Suddenly, all the lights went out as a pre-recorded monologue played over the speakers, with the crowd wondering what was going on. After a few minutes of waiting and wondering, the band (minus drummer Andy Hurley) showed up on an acoustic stage in front of the sound desk to perform two stripped down numbers. The first of these was I’m Like A Lawyer with The Way I’m Always Trying To Get You Off (Me & You), during which the whole crowd lit up the venue with their phones and lighters. It was followed by Grand Theft Autumn/Where Is Your Boy which slowed down the pace even more before Stump, Trohman and bassist Pete Wentz left the mini stage. As the crowd waited, drummer Andy Hurley took to his kit for a drum solo, which segued into the band returning on stage for Dance, Dance, one of the bands breakthrough hits. Once again, moshpits erupted during the power-packed chorus with the crowd singing at the top of their lungs before Just One Yesterday slowed down the pace a little. Early hit I Don’t Care followed, with its signature riff and “whoo’s” bringing the show back up to speed with another powerful and energetic chorus, before Stump got the crowd to sing back to him. Following this, Wentz gave a speech to the crowd about the future of rock and roll, stating that it’ll never die and that members of the next big rock bands were in that very crowd. The band proceeded to close the main set with comeback single My Songs Know What You Did In The Dark (Light ‘Em Up), with its mesmerising lighting and massive chorus concluding in loud chants from the crowd as the band left the stage.
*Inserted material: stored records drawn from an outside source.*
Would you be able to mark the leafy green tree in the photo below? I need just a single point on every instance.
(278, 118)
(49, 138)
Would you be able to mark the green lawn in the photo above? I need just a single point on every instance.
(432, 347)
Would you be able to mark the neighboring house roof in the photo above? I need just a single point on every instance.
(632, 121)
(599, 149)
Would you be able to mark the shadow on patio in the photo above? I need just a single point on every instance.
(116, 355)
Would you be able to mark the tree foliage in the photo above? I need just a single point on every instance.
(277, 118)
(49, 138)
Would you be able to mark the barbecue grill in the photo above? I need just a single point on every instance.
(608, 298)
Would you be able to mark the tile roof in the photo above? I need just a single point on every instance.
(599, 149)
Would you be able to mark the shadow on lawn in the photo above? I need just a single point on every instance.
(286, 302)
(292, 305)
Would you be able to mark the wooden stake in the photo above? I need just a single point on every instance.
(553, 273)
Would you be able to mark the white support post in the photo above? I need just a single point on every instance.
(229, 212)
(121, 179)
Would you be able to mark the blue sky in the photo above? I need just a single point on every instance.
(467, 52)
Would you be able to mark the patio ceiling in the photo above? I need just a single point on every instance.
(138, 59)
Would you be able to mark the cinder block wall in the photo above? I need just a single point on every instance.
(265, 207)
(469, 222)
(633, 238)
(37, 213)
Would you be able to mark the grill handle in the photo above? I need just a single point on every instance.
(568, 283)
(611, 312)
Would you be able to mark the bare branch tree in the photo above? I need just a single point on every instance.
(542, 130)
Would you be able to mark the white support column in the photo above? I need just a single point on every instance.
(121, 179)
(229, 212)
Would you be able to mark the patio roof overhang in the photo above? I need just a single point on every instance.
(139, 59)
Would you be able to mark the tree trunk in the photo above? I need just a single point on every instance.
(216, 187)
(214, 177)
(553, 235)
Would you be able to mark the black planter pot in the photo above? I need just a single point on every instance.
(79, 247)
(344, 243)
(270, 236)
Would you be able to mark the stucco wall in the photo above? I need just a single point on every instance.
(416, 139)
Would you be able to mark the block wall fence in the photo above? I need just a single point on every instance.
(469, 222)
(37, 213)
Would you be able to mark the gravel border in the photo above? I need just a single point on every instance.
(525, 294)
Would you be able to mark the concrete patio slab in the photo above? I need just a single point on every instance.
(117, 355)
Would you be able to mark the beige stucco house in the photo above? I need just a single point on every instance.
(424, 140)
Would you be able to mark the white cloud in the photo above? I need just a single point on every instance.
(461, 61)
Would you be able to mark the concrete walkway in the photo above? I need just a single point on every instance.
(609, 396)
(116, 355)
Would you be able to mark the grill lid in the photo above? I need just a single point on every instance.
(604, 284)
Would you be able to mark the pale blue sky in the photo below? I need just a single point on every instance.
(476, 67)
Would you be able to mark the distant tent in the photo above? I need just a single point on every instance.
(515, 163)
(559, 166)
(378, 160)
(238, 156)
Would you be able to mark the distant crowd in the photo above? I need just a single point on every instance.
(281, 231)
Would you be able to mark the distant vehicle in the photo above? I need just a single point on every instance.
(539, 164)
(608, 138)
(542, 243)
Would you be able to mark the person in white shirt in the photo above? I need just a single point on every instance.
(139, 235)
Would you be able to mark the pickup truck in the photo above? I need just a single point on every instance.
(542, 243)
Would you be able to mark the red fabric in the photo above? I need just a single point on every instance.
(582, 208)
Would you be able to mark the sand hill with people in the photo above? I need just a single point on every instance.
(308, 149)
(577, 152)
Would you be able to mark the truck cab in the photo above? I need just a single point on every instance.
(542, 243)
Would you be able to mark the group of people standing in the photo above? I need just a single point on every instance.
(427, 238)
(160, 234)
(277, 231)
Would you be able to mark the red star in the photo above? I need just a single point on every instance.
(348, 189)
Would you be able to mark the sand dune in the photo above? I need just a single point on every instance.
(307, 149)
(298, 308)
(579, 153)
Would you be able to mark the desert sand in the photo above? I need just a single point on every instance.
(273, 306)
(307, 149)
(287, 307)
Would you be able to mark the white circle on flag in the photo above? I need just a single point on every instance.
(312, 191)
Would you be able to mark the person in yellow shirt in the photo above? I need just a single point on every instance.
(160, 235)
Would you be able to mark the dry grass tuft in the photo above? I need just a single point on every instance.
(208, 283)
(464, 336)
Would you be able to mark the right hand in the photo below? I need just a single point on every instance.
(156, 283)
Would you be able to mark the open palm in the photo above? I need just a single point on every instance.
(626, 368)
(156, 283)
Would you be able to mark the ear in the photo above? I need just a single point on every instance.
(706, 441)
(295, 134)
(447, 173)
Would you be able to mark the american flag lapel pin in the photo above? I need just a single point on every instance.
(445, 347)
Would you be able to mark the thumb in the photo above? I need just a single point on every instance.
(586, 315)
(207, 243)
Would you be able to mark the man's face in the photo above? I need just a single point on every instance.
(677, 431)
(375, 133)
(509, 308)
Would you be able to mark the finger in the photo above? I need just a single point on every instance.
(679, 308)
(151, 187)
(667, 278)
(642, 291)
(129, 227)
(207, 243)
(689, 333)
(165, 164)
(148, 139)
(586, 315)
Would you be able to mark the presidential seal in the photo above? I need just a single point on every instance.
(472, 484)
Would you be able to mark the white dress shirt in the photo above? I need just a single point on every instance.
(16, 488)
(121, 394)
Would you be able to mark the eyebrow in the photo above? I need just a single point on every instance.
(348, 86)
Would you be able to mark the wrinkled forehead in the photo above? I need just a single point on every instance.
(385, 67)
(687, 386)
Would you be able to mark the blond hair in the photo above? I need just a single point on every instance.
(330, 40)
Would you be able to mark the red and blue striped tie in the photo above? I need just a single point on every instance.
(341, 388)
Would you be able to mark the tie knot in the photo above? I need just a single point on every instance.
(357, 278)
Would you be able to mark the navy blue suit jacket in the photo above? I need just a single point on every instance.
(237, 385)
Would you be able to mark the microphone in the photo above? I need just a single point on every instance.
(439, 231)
As the wait went on for the band to resurface, a piano appeared atop the runway which stretched around the back of the stage, before Stump took his place there for the title track of their 2013 album Save Rock and Roll. He politely asked the crowd to light the room up yet again, with Save Rock and Roll (featuring Elton John on the record) being the big, wave-your-hands-in-the-air ballad of the night, with a goosebump-inducing key change towards the end. It was the most emotional moment of the night, with massive hit Thnks fr th Mmrs following with the biggest cheer of the night before Take This To Your Grave’s Saturday closed the whole show. This and Thnks fr the Mmrs ensured the show ended on a high note, with the band swiftly leaving the stage whilst throwing various picks and drumsticks into the crowd.
The show was definitely a successful one, and with Fall Out Boy having reinvented themselves last year it made for an even more entertaining set with so many different high-points and not a single low-point. If there’s one band who can Save Rock and Roll, it’s Fall Out Boy.